N’osant parler, Bruyère attendait avec une angoisse inexprimable l’éclaircissement de ce mystère.

Mme Perrine avait placé le coffret sur un décombre. Faisant alors jouer, non sans difficulté, à cause de la rouille, un petit crochet presque inaperçu, qui fermait l’étui, elle l’ouvrit et y prit d’abord un vieux hochet en osier, garni de grelots, ainsi qu’en ont quelquefois les petits enfants pauvres.

— Son hochet ! — s’écria Mme Perrine ; — le hochet de mon fils ; je le croyais perdu… Quel bonheur… le voilà, — et après avoir couvert ce jouet de baisers joyeux, elle le replaça dans l’étui ; puis, ce fut le tour d’un petit portefeuille de maroquin, garni d’ornements d’argent noircis par le temps, et parmi lesquels figurait une couronne de comte.

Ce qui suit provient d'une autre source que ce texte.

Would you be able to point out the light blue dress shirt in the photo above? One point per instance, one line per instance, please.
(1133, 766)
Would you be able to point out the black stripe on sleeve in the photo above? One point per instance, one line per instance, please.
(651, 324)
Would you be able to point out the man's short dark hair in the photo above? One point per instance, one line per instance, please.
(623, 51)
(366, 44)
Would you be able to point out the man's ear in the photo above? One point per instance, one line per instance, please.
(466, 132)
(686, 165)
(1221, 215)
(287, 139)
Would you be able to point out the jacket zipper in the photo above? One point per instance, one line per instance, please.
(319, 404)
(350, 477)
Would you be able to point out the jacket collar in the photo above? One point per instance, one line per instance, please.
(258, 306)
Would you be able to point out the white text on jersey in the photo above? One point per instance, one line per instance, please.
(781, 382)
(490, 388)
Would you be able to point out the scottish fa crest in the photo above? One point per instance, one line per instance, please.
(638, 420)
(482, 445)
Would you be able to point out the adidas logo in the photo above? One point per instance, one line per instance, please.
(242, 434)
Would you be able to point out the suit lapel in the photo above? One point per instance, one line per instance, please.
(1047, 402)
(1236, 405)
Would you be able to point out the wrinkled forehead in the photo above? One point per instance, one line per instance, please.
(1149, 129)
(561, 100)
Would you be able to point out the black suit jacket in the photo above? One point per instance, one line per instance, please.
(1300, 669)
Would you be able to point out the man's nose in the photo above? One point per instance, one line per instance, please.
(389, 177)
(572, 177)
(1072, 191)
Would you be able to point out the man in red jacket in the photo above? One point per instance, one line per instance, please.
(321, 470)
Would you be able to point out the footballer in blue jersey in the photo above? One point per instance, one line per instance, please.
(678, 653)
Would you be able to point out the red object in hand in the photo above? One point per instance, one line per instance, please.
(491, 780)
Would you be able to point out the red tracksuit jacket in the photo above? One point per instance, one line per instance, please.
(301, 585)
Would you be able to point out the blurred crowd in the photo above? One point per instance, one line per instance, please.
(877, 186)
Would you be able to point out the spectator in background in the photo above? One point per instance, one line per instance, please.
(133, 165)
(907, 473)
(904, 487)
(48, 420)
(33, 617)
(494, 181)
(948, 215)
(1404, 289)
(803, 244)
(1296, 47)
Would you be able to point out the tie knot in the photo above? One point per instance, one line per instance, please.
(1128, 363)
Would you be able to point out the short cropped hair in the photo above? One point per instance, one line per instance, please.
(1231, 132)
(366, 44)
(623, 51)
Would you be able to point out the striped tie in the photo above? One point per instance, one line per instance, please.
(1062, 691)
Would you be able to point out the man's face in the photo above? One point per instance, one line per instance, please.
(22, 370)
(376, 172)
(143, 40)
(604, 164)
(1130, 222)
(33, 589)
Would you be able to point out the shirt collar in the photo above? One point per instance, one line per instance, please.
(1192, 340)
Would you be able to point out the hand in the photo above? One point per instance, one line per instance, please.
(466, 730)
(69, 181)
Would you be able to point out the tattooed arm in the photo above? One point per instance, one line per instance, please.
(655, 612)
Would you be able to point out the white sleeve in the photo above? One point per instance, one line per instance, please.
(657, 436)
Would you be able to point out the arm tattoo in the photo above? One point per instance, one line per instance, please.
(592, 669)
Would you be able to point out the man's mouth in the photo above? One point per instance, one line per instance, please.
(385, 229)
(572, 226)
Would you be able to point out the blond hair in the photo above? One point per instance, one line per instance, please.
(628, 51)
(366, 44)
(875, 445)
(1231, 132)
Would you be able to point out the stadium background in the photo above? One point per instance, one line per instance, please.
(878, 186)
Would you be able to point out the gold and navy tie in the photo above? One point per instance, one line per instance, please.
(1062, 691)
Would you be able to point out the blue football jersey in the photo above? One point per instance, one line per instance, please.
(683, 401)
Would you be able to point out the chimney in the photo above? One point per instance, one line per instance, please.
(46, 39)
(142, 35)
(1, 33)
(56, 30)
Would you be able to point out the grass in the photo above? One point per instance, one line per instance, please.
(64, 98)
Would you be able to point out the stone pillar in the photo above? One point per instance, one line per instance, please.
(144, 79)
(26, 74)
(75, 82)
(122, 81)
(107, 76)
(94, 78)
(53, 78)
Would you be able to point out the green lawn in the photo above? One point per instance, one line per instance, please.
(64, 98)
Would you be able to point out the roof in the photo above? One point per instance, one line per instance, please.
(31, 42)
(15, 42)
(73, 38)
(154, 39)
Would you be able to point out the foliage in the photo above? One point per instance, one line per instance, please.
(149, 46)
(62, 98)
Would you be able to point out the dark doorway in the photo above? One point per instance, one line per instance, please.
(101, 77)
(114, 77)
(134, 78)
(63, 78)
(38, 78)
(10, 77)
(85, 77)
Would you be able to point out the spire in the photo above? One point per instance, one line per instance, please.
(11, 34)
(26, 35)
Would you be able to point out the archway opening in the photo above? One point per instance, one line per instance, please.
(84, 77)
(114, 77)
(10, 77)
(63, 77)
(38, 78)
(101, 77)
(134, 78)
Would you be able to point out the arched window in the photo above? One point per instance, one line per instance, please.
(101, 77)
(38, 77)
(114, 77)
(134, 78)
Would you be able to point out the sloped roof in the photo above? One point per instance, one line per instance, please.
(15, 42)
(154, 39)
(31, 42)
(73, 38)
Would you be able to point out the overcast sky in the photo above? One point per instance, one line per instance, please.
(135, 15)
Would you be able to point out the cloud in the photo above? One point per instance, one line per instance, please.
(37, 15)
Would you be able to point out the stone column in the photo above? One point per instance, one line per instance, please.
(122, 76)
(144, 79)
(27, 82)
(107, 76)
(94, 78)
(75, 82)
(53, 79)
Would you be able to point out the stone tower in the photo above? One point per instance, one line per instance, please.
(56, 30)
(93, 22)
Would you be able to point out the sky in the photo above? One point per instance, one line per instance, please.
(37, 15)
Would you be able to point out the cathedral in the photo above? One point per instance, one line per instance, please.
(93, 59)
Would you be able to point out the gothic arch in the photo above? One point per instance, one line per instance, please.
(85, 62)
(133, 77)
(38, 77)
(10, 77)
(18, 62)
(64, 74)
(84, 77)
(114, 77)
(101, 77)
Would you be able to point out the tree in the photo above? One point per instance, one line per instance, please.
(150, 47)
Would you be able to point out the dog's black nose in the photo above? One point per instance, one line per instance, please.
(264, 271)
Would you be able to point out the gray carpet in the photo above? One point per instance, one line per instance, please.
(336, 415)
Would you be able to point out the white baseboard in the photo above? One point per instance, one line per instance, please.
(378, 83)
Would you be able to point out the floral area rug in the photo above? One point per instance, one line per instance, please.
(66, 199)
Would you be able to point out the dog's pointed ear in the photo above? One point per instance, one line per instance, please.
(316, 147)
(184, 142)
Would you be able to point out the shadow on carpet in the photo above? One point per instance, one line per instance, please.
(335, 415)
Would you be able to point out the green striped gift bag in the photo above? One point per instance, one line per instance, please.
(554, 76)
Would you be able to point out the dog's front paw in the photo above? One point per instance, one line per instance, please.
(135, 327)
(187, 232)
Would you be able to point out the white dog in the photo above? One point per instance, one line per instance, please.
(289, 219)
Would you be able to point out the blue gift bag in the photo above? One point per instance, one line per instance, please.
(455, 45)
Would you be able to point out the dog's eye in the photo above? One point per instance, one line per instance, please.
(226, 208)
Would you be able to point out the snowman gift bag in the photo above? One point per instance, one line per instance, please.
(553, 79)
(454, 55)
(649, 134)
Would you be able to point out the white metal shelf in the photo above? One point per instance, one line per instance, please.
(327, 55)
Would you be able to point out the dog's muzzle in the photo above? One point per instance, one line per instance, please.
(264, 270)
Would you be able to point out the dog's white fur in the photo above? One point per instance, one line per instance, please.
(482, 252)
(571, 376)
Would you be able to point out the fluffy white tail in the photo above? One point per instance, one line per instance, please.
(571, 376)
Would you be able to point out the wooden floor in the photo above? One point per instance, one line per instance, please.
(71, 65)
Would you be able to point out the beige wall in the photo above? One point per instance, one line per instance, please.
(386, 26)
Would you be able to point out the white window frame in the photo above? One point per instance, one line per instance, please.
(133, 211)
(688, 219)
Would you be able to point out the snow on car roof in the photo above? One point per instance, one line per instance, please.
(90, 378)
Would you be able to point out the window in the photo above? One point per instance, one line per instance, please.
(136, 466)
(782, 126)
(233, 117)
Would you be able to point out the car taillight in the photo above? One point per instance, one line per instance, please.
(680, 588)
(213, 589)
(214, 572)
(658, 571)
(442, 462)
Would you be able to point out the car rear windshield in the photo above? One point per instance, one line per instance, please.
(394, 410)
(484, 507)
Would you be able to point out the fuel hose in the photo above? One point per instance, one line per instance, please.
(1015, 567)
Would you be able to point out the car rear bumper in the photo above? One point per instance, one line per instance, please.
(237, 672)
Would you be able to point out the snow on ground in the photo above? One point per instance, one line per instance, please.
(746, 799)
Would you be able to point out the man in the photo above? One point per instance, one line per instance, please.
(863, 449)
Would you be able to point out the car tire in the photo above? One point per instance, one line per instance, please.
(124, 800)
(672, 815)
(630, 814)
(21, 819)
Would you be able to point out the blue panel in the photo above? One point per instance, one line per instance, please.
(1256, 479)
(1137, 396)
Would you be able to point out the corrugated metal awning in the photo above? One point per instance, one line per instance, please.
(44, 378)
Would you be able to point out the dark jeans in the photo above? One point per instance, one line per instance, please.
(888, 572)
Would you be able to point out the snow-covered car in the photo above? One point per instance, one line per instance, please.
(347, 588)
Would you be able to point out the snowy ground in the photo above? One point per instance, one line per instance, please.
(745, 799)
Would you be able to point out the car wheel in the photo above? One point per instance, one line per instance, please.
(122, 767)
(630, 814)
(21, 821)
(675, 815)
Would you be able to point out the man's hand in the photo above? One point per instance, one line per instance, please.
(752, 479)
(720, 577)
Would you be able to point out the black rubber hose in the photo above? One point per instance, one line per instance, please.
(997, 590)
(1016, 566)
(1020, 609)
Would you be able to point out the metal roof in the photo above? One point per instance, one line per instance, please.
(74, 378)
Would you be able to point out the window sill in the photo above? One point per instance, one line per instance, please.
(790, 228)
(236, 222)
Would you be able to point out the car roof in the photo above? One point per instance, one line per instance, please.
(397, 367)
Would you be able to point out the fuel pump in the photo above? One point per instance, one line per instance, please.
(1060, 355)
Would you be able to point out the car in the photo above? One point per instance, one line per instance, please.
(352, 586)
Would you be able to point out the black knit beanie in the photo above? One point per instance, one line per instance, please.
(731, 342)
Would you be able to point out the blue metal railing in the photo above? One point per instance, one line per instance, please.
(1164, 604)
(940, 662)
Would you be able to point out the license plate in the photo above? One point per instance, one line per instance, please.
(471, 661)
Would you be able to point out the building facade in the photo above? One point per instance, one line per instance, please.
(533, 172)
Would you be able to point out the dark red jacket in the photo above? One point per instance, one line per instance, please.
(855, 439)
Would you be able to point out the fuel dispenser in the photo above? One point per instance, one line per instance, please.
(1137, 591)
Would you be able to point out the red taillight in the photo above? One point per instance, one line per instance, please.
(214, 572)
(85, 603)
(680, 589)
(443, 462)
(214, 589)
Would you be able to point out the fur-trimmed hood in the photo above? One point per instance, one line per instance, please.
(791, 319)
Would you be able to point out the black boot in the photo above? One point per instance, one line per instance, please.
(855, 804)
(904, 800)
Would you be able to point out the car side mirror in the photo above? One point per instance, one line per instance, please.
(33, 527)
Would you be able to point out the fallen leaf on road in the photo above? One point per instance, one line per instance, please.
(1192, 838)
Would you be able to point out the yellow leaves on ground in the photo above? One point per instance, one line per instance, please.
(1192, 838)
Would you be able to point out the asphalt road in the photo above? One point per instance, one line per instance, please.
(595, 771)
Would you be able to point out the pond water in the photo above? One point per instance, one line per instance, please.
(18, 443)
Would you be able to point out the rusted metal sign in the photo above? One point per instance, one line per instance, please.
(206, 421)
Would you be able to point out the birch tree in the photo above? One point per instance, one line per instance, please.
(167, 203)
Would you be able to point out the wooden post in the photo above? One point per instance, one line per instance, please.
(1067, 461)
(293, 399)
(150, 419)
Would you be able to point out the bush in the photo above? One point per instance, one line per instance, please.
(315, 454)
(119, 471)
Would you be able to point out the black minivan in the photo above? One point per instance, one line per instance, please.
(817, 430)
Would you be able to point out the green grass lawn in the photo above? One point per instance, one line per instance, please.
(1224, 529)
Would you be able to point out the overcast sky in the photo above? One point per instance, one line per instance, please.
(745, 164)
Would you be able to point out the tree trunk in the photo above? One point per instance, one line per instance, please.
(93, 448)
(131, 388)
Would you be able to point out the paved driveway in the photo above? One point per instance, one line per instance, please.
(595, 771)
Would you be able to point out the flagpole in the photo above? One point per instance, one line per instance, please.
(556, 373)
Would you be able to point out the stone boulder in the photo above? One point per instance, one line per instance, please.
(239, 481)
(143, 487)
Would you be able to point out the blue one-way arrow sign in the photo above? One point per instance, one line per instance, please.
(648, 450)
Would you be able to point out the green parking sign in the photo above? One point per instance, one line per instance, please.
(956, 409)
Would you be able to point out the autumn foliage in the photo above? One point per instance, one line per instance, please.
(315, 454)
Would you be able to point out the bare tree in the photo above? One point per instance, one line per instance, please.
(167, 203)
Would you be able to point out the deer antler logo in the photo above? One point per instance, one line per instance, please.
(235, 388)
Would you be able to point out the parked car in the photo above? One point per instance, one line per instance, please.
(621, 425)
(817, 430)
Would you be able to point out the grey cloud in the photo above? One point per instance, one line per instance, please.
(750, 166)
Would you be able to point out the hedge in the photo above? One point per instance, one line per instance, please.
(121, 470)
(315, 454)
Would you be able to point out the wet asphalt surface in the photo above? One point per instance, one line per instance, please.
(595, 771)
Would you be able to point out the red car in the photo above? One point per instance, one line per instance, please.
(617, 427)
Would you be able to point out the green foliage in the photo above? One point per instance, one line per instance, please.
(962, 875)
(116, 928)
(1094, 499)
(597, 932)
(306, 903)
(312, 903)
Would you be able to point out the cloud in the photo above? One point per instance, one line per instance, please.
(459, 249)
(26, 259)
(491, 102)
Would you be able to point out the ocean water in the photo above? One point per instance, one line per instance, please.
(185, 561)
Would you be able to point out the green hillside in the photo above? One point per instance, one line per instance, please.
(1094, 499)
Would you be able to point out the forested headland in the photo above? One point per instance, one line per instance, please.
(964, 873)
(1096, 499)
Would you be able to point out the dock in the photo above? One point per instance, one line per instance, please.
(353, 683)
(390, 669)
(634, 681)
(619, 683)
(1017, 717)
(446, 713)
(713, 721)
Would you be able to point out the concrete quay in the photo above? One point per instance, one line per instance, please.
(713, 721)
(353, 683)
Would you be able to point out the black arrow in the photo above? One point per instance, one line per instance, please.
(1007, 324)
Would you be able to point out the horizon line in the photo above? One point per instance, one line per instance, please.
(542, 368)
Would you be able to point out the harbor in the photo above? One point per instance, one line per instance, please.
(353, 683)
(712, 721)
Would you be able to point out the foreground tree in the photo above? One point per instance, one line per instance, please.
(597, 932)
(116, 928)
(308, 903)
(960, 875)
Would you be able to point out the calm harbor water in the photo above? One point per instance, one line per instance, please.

— Le portefeuille… que son père… avait une fois laissé tomber, s’écria Mme Perrine, et qui contenait ces lettres funestes… Et puis, voilà ces deux petits fuseaux de bois sculptés… pour moi, par ce pauvre Claude, le meilleur, le plus malheureux des hommes… Oh ! quel bonheur ! mes trésors chéris, mes reliques sacrées, si longtemps pleurées… je vous retrouve enfin… — et Mme Perrine couvrit ces objets de larmes et de baisers, avec une exaltation fiévreuse et funeste, car à ses sanglots se joignirent bientôt des mouvements convulsifs.

— Mais… ceci… je ne le reconnais pas, je n’avais pas laissé cela… — dit tout à coup Mme Perrine.